GitLab Modular Monolith
This page contains information related to upcoming products, features, and functionality.
It is important to note that the information presented is for informational purposes only.
Please do not rely on this information for purchasing or planning purposes.
The development, release, and timing of any products, features, or functionality may be
subject to change or delay and remain at the sole discretion of GitLab Inc.
Summary
The main GitLab Rails
project has been implemented as a large monolithic application, using
Ruby on Rails framework. It has over 2.2 million
lines of Ruby code and hundreds of engineers contributing to it every day.
The application has been growing in complexity for more than a decade. The
monolithic architecture has served us well during this time, making it possible
to keep high development velocity and great engineering productivity.
Even though we strive for having an approachable open-core architecture
we need to strengthen the boundaries between domains to retain velocity and
increase development predictability.
As we grow as an engineering organization, we want to explore a slightly
different, but related, architectural paradigm:
a modular monolith design,
while still using a monolithic architecture
with satellite services.
This should allow us to increase engineering efficiency, reduce the cognitive
load, and eventually decouple internal components to the extend that will allow
us to deploy and run them separately if needed.
Motivation
Working with a large and tightly coupled monolithic application is challenging:
Engineering:
- Onboarding engineers takes time. It takes a while before engineers feel
productive due to the size of the context and the amount of coupling.
- We need to use
CODEOWNERS
file feature for several domains but
these rules are complex.
- It is difficult for engineers to build a mental map of the application due to its size.
Even apparently isolated changes can have far-reaching repercussions
on other parts of the monolith.
- Attrition/retention of engineering talent. It is fatiguing and demoralizing for
engineers to constantly deal with the obstacles to productivity.
Architecture:
- There is little structure inside the monolith. We have attempted to enforce
the creation of some modules
but have no company-wide strategy on what the functional parts of the
monolith should be, and how code should be organized.
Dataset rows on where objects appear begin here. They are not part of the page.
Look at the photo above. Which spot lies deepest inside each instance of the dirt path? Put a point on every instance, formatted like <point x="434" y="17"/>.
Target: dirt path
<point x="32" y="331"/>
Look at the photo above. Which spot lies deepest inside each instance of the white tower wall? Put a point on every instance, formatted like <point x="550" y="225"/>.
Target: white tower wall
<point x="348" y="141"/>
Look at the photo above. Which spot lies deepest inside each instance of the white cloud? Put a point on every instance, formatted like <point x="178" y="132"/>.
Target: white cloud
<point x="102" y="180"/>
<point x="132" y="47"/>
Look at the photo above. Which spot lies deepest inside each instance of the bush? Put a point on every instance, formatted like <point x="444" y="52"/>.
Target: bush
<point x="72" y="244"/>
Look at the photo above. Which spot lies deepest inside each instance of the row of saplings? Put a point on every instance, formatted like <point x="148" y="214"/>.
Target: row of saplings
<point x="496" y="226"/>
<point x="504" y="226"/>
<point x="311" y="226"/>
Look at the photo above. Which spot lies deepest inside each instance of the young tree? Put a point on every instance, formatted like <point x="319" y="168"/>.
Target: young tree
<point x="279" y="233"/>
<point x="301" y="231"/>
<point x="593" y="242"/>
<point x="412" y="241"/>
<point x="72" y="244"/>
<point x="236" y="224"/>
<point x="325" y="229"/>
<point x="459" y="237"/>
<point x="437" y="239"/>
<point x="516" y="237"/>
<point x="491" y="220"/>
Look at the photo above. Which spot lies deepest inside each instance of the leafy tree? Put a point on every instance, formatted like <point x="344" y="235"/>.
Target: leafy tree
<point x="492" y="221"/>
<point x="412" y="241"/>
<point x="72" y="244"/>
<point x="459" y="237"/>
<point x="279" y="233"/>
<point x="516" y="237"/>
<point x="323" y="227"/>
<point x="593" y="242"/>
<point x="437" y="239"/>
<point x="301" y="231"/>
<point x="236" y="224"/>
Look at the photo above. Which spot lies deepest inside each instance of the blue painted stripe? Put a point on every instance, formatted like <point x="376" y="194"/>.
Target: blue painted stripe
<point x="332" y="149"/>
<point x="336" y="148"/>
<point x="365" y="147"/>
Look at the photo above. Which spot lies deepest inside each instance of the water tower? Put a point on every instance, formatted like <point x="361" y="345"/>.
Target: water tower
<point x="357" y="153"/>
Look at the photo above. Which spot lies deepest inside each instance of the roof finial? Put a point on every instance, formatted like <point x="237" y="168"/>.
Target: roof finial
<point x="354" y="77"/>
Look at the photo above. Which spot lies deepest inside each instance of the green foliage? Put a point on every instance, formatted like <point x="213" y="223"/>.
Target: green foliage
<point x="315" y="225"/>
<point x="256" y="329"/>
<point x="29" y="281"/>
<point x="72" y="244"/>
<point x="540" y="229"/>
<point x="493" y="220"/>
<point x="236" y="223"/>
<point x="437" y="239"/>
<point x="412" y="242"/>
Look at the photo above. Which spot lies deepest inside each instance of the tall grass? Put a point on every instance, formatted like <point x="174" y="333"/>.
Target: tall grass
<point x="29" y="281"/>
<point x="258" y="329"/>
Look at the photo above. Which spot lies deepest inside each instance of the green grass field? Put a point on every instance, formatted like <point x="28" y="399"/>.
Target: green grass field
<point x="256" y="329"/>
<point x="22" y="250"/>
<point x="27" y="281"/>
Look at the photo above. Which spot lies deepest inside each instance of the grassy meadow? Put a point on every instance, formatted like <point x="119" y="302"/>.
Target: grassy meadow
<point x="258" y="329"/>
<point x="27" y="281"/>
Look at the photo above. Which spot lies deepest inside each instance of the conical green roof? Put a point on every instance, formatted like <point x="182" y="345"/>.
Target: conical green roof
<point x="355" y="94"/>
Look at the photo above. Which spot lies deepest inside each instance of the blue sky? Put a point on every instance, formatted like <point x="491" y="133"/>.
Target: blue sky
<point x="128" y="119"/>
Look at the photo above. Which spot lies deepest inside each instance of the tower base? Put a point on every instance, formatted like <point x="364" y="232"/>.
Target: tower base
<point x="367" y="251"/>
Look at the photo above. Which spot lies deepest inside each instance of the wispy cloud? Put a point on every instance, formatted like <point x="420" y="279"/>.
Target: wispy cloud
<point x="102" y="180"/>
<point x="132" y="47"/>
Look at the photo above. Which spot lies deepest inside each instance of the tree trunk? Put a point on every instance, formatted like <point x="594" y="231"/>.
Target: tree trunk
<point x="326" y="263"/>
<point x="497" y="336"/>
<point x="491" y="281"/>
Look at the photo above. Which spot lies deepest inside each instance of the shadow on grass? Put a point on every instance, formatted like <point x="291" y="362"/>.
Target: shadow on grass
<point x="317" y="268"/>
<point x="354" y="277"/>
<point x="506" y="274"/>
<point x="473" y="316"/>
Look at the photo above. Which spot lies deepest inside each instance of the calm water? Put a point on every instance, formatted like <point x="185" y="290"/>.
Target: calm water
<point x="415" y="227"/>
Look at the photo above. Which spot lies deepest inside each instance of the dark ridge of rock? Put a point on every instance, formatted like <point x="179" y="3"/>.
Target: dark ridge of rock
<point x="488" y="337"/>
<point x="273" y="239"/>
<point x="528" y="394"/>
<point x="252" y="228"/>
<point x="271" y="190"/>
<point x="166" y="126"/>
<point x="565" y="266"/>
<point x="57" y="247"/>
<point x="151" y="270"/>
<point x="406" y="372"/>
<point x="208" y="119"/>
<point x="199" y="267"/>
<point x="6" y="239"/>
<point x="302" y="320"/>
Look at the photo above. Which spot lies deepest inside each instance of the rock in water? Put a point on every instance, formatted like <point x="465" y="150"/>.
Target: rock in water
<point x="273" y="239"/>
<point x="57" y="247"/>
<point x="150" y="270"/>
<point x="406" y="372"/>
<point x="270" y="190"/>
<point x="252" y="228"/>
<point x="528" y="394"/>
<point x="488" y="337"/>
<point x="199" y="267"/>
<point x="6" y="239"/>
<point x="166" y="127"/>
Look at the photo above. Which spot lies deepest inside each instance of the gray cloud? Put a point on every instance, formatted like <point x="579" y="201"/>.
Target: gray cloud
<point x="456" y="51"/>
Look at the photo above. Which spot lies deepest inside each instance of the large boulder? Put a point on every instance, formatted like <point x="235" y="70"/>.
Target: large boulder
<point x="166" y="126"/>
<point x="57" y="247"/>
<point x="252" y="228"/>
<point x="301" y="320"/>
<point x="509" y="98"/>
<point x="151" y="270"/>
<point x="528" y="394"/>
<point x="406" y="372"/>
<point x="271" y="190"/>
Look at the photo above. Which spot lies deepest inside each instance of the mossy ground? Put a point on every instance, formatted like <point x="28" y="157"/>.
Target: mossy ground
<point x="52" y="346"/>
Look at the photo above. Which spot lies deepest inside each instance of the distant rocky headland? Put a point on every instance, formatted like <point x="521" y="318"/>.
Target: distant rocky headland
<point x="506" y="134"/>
- There is no isolation between existing modules. Ruby does not provide
out-of-the-box tools to effectively enforce boundaries. Everything lives
under the same memory space.
- We rarely build abstractions that can boost our efficiency.
- Moving stable parts of the application into separate services is impossible
due to high coupling.
- We are unable to deploy changes to specific domains separately and isolate
failures that are happening inside them.
Productivity:
- High median-time-to-production for complex changes.
- It can be overwhelming for the wider-community members to contribute.
- Reducing testing times requires diligent and persistent efforts.
Goals
- Increase the development velocity and predicability through separation of concerns.
- Improve code quality by reducing coupling and introducing useful abstractions.
- Build abstractions required to deploy and run GitLab components separately.
How do we get there?
While we do recognize that modularization is a significant technical endeavor,
we believe that the main challenge is organizational, rather than technical. We
not only need to design separation in a way that modules are decoupled in a
pragmatic way which works well on GitLab.com but also on self-managed
instances, but we need to align modularization with the way in which we want to
work at GitLab.
There are many aspects and details required to make modularization of our
monolith successful. We will work on the aspects listed below, refine them, and
add more important details as we move forward towards the goal:
- Deliver modularization proof-of-concepts that will deliver key insights.
- Align modularization plans to the product structure by defining bounded contexts.
- Separate domains into modules that will reflect product structure.
- Start a training program for team members on how to work with decoupled domains (TODO)
- Build tools that will make it easier to build decoupled domains through inversion of control (TODO)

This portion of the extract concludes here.